ここで道士を誘い込む黄城公園とはウツセミ神社からやや離れた所にある広さが野球ドーム十個分ほどもある大きな公園だ。元々は何かの城が立っていたらしいが、百年ほど前にその城が付喪神として生まれ変わって逃亡し、その跡地を再利用した場所である。
黄城公園の印象を一言で説明するならば、眼も眩む黄色。春夏秋冬問わず、ありとあらゆる黄色い花を咲かせる草木が入り乱れ、視界を強く刺激する。今頃ならば水仙と蝋梅が見頃だ。

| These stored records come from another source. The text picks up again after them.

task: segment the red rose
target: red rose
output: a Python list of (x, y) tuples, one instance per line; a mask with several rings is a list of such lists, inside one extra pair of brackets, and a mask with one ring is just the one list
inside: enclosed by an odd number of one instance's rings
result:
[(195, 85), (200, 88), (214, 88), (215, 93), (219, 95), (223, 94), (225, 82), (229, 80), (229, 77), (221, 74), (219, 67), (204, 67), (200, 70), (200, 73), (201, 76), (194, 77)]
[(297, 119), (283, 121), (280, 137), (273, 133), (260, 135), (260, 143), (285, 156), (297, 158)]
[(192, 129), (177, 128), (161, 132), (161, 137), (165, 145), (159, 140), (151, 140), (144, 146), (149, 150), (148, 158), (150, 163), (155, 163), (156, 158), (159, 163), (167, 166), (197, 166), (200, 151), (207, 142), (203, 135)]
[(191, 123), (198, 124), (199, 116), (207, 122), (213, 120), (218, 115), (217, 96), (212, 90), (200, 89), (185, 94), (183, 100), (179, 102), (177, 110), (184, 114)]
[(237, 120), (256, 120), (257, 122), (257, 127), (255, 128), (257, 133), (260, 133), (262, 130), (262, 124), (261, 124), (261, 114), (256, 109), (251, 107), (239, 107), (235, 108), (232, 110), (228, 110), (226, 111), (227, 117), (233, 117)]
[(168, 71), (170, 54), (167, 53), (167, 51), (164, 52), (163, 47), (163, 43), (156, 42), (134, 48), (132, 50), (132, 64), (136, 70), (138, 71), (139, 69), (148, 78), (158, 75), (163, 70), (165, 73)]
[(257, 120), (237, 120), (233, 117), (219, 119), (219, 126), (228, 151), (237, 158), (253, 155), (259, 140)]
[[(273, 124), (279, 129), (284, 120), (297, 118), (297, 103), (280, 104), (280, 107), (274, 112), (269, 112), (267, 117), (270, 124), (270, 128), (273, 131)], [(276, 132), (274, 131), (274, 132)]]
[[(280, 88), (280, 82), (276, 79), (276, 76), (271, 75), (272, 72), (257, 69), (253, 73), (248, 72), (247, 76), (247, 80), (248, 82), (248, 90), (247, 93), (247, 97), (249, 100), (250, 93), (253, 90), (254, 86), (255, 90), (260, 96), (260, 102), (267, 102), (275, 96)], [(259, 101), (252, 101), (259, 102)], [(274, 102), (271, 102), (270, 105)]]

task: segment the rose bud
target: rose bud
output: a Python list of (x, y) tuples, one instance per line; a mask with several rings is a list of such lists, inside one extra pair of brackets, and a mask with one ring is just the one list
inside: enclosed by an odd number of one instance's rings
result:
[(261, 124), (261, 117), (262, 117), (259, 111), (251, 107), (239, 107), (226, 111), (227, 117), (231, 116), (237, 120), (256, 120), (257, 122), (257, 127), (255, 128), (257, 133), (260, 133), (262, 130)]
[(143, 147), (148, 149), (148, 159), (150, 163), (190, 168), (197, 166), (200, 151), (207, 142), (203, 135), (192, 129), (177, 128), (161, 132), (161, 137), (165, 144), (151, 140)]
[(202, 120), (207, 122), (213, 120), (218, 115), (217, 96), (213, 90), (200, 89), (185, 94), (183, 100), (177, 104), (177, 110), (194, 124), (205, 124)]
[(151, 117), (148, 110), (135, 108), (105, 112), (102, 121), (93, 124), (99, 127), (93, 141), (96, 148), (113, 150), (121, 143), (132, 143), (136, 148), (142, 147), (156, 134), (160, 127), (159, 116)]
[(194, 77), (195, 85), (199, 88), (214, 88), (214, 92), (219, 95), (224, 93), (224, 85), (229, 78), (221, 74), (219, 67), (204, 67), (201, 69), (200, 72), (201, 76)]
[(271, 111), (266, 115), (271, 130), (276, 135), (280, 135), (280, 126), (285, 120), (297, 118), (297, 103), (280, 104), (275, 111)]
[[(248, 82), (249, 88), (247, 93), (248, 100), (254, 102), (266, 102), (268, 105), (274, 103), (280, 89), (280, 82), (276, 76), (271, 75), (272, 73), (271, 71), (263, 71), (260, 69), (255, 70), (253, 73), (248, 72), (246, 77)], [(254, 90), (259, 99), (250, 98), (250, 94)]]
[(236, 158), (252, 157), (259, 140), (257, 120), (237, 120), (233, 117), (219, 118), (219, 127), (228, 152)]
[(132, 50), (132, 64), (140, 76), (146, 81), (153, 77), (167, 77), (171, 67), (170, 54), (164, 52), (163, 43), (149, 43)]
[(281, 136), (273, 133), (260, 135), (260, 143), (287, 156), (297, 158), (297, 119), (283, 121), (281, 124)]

ここに誘い込めば確かにユカリ達は全力で戦う事ができる。燃えてしまう筈の草木はドライアド達がどうにかするのだろう。黄城公園を戦場とするのだから、そこに住むドライアド達に許可を取っているはずだ。
そんな戦場に行かねば成らない事にタローはげんなりとするが、囮役はタローにしか出来ない仕事である。
では、何故タローが囮役をしなければ成らないのかというと、タローが中途半端に強くないからだ。
ユカリとジャック曰く、中途半端に強い者が囮役をやると、道士も警戒し、誘いに乗らない恐れがあると言うのだ。ユカリの見立てでは道士は相手の実力も見抜けない様な弱者では無い。
また、残念な事にこの浮世絵町で道士に対応できる実力者は皆自分の実力を隠す事は不得手であった。
こうなると、超常現象対策課に所属する数少ない人間であるタローへお鉢が回って来ると言うのも納得できる話だった。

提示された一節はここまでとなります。